Sloganlar militarizmin köşe taşlarından. ABD Hava Kuvvetlerinde kullanılan bir başka slogan gibi: “Duyduğunuz gürültü, özgürlüğün sesidir.” Başka ülkelere gönderilecek askerlere helikopter ve uçaklardan gelen korkunç gürültüyü sevdirmek için üretilmiş. Amaç, askerlere “Sizi istila veya işgal için kullanacağız,” demek yerine, özgürlükten söz ederek onları kandırmak. Kandırmaca yalnız ABD’de gerekli değil, her yerde gerekiyor. Şırnak’a, Irak’a, Suriye’ye gönderilen askerlere böyle yalanlar söylemek gerekiyor. “En büyük asker, bizim asker!”
Türkiye’yi yöneten akıl önceki gün şunu söylemiş: “Bir vatanın vatan olması için şehide ihtiyacımız var.” Evet, ölüme gönderilen askerlere bunları söylemesine şaşırmamak gerek. İnsanların ölüme gönderilmesi için yalan ve türlü çeşit slogan gerek. Vatan böyle sevilirmiş, ölerek yani...
Bu sloganlar, kalıplar hep yalan. Bu çok açık. Eskiden de açıktı, şimdi de açık. Doğrularını söyleyelim. Türkiye’de her eve, her mahalleye, her ilçeye, her yere ama her yere barış gerek.

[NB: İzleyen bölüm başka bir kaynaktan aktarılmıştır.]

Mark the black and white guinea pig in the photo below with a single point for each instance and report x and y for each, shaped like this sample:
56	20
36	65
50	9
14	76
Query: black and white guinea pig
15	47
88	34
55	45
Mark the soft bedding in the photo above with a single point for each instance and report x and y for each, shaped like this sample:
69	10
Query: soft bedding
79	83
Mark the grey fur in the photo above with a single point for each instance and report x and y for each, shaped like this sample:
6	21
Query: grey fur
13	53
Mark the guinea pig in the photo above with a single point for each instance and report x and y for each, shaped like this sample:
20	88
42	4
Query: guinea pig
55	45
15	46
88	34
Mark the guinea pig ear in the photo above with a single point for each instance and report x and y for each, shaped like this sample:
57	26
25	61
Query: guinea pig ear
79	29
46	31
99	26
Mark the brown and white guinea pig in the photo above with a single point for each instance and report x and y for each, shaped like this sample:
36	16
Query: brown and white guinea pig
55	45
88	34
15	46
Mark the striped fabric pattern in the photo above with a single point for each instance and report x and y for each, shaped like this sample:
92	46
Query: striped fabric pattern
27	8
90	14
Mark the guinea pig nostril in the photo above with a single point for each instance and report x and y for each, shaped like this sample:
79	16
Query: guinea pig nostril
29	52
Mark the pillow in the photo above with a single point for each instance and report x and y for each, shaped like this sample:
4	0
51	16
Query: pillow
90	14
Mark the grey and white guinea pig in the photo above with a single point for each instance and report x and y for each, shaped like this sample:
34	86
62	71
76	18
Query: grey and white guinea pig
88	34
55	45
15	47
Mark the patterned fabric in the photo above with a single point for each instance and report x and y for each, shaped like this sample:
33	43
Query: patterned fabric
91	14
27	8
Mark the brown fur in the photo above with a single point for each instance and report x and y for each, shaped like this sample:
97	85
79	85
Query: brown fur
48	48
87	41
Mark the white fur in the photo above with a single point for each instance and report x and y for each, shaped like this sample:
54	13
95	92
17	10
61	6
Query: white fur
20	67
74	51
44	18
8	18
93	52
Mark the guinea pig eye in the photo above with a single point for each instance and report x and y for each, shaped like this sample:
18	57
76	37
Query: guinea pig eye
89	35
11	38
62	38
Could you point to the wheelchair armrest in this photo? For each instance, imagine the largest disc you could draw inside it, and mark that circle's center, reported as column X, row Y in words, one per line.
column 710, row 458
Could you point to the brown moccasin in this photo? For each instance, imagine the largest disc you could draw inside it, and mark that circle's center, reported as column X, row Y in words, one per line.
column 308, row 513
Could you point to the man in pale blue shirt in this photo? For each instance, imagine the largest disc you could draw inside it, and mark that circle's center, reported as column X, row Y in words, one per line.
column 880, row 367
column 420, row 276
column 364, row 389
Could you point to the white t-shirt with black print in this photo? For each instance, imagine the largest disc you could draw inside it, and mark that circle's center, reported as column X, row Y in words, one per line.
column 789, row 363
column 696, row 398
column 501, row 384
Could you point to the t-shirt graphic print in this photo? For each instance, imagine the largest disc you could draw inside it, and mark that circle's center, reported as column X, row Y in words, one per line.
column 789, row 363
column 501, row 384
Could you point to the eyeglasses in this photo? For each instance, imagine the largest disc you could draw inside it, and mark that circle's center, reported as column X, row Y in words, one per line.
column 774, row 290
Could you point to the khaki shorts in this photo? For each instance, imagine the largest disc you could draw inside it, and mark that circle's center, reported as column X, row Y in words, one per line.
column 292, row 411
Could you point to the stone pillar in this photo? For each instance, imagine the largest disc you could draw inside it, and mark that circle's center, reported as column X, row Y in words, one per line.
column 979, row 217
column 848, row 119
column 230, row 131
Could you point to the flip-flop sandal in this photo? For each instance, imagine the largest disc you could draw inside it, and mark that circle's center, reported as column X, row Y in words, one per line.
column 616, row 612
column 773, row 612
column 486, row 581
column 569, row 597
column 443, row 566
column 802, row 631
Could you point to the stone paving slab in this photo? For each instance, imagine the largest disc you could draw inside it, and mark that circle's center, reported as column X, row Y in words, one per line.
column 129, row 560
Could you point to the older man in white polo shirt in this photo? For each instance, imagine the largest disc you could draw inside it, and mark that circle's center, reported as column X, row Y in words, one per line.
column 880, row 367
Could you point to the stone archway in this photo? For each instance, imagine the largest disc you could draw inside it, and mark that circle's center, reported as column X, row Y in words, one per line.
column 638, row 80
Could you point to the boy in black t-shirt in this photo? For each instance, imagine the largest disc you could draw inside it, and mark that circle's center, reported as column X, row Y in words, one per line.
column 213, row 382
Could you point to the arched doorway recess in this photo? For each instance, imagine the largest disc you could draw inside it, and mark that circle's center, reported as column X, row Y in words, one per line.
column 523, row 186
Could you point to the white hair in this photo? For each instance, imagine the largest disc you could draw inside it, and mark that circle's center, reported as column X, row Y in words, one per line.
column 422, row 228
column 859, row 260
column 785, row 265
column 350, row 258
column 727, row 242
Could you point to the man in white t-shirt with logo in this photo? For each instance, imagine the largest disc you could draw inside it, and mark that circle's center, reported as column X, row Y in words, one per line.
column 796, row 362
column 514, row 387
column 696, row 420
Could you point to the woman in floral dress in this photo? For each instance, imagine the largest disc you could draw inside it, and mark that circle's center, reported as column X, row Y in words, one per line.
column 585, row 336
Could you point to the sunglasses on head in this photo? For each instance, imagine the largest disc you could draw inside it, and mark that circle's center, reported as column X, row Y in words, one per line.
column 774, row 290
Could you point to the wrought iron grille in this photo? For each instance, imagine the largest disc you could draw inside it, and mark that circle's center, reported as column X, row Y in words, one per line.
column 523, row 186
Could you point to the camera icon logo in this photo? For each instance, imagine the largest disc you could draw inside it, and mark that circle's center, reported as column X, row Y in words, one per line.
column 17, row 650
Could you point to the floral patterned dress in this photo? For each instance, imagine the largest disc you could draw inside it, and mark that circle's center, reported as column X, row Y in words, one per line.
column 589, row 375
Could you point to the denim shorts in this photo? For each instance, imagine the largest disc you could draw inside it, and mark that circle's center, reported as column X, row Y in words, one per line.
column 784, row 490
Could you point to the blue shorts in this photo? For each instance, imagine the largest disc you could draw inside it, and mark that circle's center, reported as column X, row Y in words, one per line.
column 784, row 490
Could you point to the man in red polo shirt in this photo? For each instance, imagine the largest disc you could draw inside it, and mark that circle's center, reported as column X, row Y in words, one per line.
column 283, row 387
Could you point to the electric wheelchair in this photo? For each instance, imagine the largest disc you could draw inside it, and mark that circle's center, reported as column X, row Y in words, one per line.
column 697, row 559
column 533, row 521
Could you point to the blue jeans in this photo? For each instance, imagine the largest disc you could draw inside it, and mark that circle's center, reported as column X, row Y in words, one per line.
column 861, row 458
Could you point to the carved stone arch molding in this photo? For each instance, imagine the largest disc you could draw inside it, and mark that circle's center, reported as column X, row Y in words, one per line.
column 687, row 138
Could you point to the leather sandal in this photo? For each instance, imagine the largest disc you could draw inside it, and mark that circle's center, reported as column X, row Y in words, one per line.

Anaların ağlaması gerekli değil. Gençlerin ölmesi gerekmiyor. Tabut görünce sevinmek akıl işi değil. Bu toprakların çocukları yer altında değil, yer yüzünde yaşamalı. Vatan sevgisi ölümden değil, barıştan geçer. Her çocuk, ama her çocuk için barışı ve insanca bir yaşamı istemekten başka hiçbir çözüm yok.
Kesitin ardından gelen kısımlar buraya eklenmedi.